Lo que apareció en Chile en 1972 (protección colectiva de la comunidad; debate abierto, inundando todos los resquicios de la cotidianidad; fortalecimiento y defensa de las decisiones tomadas en conjunto; acción colectiva decidida y comprometida, cada vez más sólida y eficaz) no salió de la nada, y eso significa que había una existencia previa, latente, que a pesar de no haber sido invocada por los partidos de la Unidad Popular, se empezó a desplegar debido a circunstancias políticas favorables y comenzó a inundar la vida social durante su gobierno.
Las diferentes formas que tiene la población para resolver los problemas prácticos de la vida cotidiana (y en el centro de estas formas, el trabajo) producen costumbres, arraigo, y se extienden a los terrenos que no son los de la pura supervivencia. Es aquí donde se constituye la comunidad.
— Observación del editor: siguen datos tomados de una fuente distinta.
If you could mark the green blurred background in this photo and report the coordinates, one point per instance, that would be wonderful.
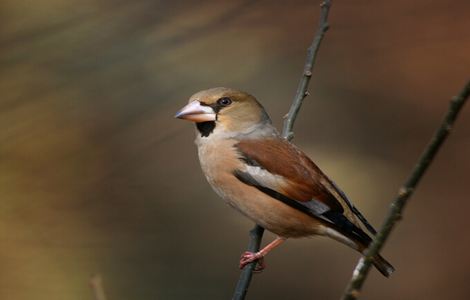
(97, 177)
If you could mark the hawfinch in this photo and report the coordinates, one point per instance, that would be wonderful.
(268, 179)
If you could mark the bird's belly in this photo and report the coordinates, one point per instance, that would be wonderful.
(271, 213)
(264, 210)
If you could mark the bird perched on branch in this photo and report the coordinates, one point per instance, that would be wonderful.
(268, 179)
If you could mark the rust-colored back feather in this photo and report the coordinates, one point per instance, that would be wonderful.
(304, 179)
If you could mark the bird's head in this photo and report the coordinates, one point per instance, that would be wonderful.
(225, 109)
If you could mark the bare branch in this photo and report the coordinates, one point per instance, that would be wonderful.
(256, 234)
(302, 89)
(396, 208)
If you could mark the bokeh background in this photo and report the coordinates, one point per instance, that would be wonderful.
(97, 177)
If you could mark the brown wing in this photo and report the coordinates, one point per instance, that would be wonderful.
(302, 179)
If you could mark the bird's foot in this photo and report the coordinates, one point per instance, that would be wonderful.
(249, 257)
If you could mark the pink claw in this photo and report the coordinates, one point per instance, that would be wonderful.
(249, 257)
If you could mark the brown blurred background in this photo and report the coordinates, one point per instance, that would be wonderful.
(97, 177)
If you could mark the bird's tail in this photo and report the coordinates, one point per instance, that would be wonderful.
(383, 266)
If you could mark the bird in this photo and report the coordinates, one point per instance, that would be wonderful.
(267, 178)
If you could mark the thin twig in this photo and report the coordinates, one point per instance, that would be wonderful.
(396, 208)
(96, 283)
(302, 89)
(256, 234)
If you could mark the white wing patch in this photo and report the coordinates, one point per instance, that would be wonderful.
(275, 182)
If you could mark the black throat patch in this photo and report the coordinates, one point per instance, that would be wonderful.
(205, 128)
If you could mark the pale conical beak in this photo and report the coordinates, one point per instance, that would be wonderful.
(196, 112)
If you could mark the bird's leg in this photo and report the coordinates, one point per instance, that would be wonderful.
(248, 257)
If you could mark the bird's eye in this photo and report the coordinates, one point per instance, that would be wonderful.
(225, 101)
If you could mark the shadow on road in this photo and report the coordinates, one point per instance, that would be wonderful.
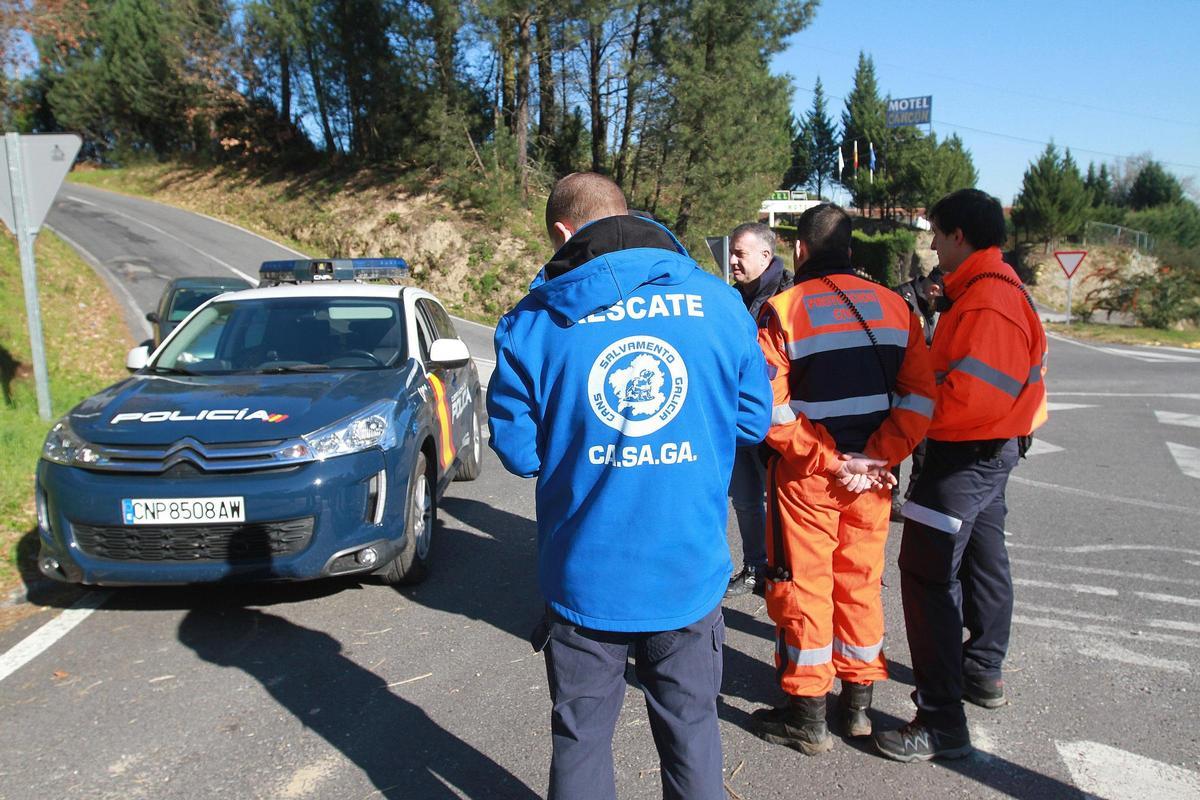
(491, 578)
(402, 751)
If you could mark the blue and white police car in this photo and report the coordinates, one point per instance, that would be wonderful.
(300, 429)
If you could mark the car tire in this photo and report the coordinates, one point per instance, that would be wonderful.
(412, 564)
(472, 462)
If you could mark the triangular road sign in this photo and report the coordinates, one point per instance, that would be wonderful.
(1069, 259)
(46, 160)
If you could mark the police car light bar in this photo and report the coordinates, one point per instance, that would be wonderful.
(306, 270)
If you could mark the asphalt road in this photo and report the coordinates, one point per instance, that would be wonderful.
(354, 690)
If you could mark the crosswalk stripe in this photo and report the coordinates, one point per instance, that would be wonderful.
(1116, 774)
(1175, 417)
(1186, 458)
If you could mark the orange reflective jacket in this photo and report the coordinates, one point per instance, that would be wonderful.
(833, 390)
(989, 355)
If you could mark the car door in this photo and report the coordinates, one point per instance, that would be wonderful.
(451, 390)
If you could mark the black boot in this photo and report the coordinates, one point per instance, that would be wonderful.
(852, 705)
(799, 725)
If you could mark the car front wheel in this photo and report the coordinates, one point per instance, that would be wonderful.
(412, 564)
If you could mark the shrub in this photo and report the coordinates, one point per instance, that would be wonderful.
(883, 256)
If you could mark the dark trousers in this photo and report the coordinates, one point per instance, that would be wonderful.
(681, 675)
(954, 573)
(747, 491)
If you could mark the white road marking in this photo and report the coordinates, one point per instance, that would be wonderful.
(1108, 650)
(1175, 417)
(43, 637)
(1168, 599)
(109, 278)
(1186, 458)
(1079, 588)
(1041, 447)
(1175, 625)
(252, 280)
(1169, 396)
(1115, 774)
(1066, 407)
(1102, 548)
(1116, 573)
(1111, 498)
(1107, 630)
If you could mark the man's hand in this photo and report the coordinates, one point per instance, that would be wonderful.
(859, 473)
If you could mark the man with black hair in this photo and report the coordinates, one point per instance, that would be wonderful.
(852, 395)
(624, 382)
(759, 276)
(989, 356)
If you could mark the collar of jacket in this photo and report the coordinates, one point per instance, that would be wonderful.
(982, 260)
(607, 260)
(822, 264)
(766, 284)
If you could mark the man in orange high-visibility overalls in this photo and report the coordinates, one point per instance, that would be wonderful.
(852, 396)
(989, 358)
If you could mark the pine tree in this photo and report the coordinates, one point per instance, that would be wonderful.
(863, 120)
(821, 142)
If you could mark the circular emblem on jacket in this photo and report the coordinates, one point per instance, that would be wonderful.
(637, 385)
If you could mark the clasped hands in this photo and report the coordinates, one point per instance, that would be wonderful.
(859, 473)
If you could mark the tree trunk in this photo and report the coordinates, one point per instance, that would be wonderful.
(522, 109)
(599, 130)
(631, 85)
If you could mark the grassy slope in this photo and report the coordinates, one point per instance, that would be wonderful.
(479, 262)
(85, 344)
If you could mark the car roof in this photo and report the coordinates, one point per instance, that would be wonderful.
(209, 282)
(321, 289)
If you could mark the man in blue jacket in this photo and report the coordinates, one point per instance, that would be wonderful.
(624, 382)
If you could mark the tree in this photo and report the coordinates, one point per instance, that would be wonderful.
(1053, 198)
(820, 142)
(1153, 186)
(863, 121)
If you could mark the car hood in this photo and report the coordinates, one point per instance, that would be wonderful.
(150, 409)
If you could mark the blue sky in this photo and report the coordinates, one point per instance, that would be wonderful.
(1108, 79)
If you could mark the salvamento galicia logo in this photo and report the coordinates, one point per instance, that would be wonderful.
(637, 385)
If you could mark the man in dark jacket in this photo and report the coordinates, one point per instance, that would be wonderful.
(624, 382)
(760, 275)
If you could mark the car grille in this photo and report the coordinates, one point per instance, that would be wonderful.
(231, 542)
(255, 456)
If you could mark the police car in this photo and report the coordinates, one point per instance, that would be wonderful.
(300, 429)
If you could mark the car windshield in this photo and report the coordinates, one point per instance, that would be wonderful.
(189, 300)
(287, 335)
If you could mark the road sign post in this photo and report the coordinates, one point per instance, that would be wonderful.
(1069, 262)
(34, 168)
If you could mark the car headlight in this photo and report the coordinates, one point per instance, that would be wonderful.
(372, 427)
(65, 446)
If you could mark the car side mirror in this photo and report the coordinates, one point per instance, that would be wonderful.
(449, 353)
(137, 359)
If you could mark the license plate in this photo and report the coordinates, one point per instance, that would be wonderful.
(183, 511)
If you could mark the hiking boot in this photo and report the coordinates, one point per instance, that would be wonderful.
(917, 741)
(799, 725)
(852, 705)
(988, 692)
(747, 581)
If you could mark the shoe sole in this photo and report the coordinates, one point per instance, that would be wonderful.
(909, 758)
(807, 747)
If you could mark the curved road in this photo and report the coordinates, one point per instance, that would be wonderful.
(353, 690)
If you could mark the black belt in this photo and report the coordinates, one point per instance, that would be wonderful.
(977, 447)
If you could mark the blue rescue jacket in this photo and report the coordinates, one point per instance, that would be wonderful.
(624, 382)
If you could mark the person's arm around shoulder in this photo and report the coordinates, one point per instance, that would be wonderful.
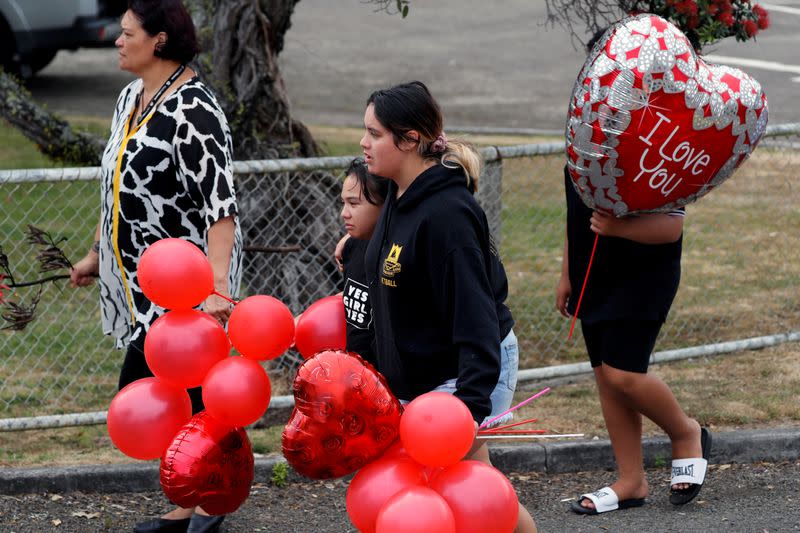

Cuando cada uno es integrado a través de formas diferentes de la silenciosa obediencia, o sea, cuando se incorpora la voz de cada uno a las decisiones comunes, se comienza producir un pueblo y la correspondiente posibilidad y realidad de la democracia, de este poder colectivo que descansa en cada uno.
Estas formas de colaboración se convierten en la condición previa indispensable del poder popular.
Las diversas modalidades de asociación horizontal y de decisión democrática que se habían desarrollado en Chile en el siglo XX no se produjeron sólo en los tradicionales espacios de encuentro, debate y coordinación exclusivos de la élite, sino que se desplegaron también entre los ciudadanos menos privilegiados, en sindicatos, mutuales, cooperativas, partidos, y en general en diversos tipo de asociación popular.
Fueron estas últimas formas y la cultura de decidir entre todos que las acompañó durante la primera mitad del siglo XX las que se expresaron con fuerza en el período 1972-3.
No existe un ser humano que no pertenezca a alguna comunidad. Lo que sí existe es el silencio que acompaña a la obediencia. En cuanto este silencio es desafiado y superado, se desarrollan formas de autonomía, de voluntad compartida. En este sentido, la democracia se expresa permanentemente en el funcionamiento de estas comunidades que integran la voz de cada uno. En las sociedades contemporáneas este criterio democrático —que es el fundamento activo del poder popular— enfrenta enormes obstáculos para desarrollarse ampliamente. Pero existe y actúa.
¿En qué podría consistir abrirle espacio a un poder así en Chile?